Design:Prospective observational study.
Setting:A neonatal medical and surgical unit consisting of 10 special care, 10 high-dependency, 10 intensive care, and 10 surgical cots.
Participants:All neonates (≤ 28 days of age) or infants (> 28 days of age) admitted to the unit during the 20-week period from October 1995 to March 1996.
Methods:All infants or neonates were swabbed on the day of admission and every third day thereafter and risk factors were collected for every day on the unit.
Results:During the study period, 245 neonates and 42 infants were sampled for their entire duration of stay on the unit.
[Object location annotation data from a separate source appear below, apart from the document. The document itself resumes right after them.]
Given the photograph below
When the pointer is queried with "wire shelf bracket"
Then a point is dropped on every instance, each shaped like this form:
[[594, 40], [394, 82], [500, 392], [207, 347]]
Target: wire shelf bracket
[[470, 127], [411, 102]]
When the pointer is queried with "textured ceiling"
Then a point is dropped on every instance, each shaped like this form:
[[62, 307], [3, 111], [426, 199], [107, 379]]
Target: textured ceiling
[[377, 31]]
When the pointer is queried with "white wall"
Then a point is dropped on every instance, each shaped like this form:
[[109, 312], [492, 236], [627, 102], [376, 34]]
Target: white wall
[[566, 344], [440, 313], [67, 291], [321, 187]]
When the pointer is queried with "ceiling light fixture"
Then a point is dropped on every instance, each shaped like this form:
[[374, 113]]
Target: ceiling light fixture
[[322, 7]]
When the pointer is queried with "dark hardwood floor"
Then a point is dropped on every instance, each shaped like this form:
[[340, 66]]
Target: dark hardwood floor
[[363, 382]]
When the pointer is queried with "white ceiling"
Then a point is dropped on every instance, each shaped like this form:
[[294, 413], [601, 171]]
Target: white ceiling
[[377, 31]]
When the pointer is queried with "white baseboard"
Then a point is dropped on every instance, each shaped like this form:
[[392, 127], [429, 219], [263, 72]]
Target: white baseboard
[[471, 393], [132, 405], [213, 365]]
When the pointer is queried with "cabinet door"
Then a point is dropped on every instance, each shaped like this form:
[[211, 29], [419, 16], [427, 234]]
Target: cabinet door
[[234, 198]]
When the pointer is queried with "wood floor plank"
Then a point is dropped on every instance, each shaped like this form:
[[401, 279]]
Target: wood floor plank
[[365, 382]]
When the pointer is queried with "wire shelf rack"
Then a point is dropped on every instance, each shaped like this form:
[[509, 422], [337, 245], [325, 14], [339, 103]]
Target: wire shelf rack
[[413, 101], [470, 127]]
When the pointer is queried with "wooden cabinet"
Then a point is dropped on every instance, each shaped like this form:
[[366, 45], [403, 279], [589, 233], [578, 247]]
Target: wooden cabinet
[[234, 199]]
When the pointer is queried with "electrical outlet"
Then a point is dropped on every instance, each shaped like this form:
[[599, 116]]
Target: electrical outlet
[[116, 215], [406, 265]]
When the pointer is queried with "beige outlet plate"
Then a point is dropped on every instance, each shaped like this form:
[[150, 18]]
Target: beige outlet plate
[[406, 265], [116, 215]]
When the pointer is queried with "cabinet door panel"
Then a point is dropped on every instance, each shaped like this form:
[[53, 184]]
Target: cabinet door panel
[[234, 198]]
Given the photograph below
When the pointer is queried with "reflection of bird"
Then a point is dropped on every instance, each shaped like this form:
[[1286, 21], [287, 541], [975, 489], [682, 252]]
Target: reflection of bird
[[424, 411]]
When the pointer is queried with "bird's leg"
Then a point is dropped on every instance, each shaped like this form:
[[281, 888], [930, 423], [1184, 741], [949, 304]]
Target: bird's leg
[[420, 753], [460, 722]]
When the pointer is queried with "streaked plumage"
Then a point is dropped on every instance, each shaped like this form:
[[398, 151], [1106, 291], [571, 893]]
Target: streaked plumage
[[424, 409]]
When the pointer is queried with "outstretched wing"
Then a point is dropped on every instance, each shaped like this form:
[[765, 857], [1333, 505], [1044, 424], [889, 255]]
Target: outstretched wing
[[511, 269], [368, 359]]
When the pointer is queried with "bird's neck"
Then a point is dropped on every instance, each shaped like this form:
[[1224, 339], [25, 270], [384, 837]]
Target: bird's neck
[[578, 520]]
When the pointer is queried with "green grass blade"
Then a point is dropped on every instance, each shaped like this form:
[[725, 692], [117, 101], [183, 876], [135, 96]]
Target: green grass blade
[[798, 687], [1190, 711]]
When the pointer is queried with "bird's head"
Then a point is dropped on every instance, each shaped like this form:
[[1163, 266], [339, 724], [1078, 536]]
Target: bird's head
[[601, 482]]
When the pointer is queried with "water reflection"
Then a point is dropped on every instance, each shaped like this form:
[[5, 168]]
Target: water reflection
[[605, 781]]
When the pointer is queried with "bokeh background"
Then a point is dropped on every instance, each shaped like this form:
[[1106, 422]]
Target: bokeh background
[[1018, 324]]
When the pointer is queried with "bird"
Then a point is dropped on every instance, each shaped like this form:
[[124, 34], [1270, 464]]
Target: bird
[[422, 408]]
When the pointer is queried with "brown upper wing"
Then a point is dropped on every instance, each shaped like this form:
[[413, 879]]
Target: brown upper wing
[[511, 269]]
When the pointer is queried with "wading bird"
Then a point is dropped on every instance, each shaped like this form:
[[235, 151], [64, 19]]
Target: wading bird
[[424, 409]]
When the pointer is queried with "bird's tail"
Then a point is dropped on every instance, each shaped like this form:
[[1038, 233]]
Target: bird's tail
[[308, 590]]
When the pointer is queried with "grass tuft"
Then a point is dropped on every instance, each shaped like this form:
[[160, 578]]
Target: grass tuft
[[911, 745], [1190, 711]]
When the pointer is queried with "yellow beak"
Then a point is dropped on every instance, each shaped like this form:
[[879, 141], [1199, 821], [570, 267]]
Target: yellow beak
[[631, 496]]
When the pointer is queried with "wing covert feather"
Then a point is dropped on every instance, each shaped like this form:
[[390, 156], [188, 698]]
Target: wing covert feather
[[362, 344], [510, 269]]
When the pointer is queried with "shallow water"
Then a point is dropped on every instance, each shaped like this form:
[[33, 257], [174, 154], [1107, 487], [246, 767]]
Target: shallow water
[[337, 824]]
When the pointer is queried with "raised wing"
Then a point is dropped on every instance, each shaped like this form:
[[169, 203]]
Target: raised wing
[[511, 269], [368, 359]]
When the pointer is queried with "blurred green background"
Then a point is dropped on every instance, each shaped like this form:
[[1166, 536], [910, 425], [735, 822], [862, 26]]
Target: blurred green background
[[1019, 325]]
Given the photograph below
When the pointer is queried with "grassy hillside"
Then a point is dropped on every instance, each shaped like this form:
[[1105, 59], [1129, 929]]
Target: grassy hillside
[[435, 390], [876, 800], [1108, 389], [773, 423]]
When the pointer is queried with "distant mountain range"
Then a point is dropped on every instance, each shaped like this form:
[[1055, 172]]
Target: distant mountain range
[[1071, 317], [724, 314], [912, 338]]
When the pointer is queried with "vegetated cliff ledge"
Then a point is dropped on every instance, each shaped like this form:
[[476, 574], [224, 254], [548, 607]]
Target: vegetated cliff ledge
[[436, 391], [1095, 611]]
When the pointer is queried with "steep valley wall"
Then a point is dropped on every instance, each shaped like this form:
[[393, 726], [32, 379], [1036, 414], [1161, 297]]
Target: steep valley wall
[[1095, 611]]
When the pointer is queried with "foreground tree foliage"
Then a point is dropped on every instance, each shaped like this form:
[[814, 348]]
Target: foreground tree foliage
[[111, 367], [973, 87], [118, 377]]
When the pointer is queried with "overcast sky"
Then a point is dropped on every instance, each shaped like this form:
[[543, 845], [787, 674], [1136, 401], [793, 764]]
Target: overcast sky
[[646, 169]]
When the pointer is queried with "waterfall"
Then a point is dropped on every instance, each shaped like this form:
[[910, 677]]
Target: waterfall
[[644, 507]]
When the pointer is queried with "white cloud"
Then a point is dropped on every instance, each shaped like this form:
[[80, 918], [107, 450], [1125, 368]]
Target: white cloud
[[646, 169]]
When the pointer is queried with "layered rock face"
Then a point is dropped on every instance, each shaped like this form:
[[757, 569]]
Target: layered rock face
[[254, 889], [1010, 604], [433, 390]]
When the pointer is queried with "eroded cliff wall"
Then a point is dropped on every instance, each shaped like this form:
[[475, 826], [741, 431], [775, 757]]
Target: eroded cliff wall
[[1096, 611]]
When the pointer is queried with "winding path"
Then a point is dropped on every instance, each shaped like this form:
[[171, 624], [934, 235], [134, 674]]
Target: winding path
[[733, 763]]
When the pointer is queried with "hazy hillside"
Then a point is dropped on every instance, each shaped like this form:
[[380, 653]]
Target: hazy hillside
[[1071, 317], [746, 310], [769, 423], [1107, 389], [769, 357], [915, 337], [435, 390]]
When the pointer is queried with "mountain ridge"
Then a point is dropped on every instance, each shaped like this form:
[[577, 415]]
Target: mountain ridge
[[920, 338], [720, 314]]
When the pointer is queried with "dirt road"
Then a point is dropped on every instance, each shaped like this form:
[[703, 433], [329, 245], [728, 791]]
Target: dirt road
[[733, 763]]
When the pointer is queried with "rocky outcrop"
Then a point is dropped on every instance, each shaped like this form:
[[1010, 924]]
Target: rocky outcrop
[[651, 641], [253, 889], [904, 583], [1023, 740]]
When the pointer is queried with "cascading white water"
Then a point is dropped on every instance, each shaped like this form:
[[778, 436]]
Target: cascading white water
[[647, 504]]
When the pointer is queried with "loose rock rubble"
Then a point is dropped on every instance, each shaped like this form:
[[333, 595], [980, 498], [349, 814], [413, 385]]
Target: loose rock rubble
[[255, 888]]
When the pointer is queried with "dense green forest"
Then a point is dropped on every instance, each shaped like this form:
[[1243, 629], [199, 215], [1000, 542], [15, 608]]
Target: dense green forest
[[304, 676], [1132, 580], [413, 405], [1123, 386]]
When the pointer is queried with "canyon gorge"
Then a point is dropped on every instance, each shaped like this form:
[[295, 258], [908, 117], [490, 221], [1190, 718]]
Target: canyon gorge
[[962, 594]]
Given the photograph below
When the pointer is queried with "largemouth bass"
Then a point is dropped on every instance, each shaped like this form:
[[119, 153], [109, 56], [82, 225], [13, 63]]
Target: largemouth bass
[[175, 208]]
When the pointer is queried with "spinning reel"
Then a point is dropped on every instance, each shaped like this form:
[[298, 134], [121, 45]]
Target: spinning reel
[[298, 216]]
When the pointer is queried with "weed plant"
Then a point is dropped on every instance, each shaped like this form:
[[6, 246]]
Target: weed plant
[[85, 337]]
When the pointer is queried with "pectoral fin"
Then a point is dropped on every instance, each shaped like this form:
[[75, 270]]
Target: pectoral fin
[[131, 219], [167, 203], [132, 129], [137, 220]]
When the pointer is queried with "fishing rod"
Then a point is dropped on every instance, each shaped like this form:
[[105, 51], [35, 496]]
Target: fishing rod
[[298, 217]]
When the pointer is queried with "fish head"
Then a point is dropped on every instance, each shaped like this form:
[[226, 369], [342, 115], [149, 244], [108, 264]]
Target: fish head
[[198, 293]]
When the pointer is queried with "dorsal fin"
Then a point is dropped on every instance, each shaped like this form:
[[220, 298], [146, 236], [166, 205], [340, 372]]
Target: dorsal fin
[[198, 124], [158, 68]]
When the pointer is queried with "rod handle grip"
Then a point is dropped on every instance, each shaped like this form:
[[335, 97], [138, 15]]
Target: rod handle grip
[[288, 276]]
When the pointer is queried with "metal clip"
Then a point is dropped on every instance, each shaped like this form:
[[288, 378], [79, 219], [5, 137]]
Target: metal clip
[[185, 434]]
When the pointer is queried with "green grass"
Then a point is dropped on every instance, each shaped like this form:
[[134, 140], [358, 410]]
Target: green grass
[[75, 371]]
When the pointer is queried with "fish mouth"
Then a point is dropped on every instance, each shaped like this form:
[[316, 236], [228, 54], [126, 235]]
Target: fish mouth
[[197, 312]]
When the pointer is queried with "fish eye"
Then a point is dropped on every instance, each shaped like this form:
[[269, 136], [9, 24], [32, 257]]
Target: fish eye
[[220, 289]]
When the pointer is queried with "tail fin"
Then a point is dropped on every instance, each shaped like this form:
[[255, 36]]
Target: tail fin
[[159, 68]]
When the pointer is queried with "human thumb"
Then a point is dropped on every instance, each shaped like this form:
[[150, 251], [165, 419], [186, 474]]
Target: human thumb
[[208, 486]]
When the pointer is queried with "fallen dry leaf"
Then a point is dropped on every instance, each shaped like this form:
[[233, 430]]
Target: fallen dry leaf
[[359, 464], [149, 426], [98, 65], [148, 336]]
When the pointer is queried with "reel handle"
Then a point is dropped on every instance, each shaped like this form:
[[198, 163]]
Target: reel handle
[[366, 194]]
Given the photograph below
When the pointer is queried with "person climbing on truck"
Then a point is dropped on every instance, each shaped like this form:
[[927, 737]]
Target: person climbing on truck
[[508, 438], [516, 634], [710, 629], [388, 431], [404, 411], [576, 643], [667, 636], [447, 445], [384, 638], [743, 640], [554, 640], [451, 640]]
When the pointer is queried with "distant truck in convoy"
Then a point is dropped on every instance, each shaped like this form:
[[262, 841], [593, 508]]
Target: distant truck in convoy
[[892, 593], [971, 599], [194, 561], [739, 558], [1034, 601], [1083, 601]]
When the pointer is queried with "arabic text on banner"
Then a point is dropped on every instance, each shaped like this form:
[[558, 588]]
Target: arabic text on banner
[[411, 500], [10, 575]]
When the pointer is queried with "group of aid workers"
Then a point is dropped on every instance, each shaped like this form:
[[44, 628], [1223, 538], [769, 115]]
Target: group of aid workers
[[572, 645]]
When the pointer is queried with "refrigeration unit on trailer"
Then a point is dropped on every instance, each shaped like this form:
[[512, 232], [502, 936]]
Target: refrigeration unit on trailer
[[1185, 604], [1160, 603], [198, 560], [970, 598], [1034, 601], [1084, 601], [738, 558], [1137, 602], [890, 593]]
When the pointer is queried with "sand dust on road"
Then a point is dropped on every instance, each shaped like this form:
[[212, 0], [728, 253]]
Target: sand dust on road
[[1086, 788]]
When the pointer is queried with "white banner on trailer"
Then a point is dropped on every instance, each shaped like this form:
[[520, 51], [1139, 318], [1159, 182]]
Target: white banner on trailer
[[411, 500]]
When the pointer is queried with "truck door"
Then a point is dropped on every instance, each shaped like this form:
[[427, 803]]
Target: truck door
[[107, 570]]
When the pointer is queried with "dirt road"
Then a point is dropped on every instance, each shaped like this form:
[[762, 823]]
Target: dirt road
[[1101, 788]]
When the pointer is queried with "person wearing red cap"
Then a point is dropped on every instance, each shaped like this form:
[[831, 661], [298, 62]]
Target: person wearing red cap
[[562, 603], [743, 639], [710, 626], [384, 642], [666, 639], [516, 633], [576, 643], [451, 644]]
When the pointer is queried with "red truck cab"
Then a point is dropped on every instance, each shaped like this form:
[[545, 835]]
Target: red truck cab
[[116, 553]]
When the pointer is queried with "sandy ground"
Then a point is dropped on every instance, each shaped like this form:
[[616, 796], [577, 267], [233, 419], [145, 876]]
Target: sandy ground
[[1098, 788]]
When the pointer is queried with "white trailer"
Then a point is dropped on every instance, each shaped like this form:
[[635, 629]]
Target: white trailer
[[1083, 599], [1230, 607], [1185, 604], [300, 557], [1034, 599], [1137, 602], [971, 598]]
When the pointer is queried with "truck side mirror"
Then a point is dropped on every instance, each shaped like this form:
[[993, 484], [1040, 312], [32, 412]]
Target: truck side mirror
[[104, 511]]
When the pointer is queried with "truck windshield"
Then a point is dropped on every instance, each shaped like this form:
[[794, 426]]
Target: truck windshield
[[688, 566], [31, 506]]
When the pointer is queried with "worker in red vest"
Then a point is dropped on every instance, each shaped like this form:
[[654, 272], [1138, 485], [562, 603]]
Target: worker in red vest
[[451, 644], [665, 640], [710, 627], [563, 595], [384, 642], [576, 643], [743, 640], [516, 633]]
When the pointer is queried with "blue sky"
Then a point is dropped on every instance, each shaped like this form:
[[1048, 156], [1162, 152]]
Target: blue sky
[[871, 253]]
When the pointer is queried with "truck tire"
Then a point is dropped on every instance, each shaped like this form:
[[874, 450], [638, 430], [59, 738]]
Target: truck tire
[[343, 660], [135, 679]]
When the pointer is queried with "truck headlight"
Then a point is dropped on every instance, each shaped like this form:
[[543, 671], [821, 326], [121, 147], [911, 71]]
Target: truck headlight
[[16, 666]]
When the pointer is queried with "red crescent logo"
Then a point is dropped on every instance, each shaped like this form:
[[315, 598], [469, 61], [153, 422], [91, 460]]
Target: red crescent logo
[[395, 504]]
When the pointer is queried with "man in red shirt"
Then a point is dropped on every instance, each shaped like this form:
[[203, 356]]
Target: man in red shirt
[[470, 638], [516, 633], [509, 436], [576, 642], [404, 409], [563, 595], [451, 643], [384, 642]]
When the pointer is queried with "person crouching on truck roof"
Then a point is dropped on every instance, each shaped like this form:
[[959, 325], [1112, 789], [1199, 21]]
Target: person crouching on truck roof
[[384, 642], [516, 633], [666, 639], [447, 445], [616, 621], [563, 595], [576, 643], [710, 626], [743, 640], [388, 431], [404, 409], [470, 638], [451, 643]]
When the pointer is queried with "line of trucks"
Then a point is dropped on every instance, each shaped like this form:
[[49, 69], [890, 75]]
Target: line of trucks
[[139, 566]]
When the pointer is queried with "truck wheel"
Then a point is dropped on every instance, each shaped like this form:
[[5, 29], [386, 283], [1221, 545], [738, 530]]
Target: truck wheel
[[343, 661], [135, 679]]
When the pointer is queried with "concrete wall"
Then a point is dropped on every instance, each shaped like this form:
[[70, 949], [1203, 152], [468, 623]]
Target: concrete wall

Of these, 41 infants (97.6%) were colonized with Malassezia on admission to the unit and thereafter, as assessed by subsequent samples. Within the neonate population, 78 (31.8%) became colonized, but none were colonized immediately after birth. Univariate analysis showed that many factors appeared to be significantly associated with colonization in the neonates, including use of ventilation, presence of central venous catheters, use of parenteral nutrition, and use of antibacterial or antifungal drugs. However, when the data were analyzed by multivariate logistic regression to control for confounding variables, only gestational age and length of stay on the unit were found to be significantly associated with colonization.
Conclusion:Colonization of infants is not as unusual as previously thought and many infants have established a cutaneous Malassezia commensal flora by the age of 3 to 6 months. Factors that predispose to colonization in neonates may not be the same as those that predispose to infection.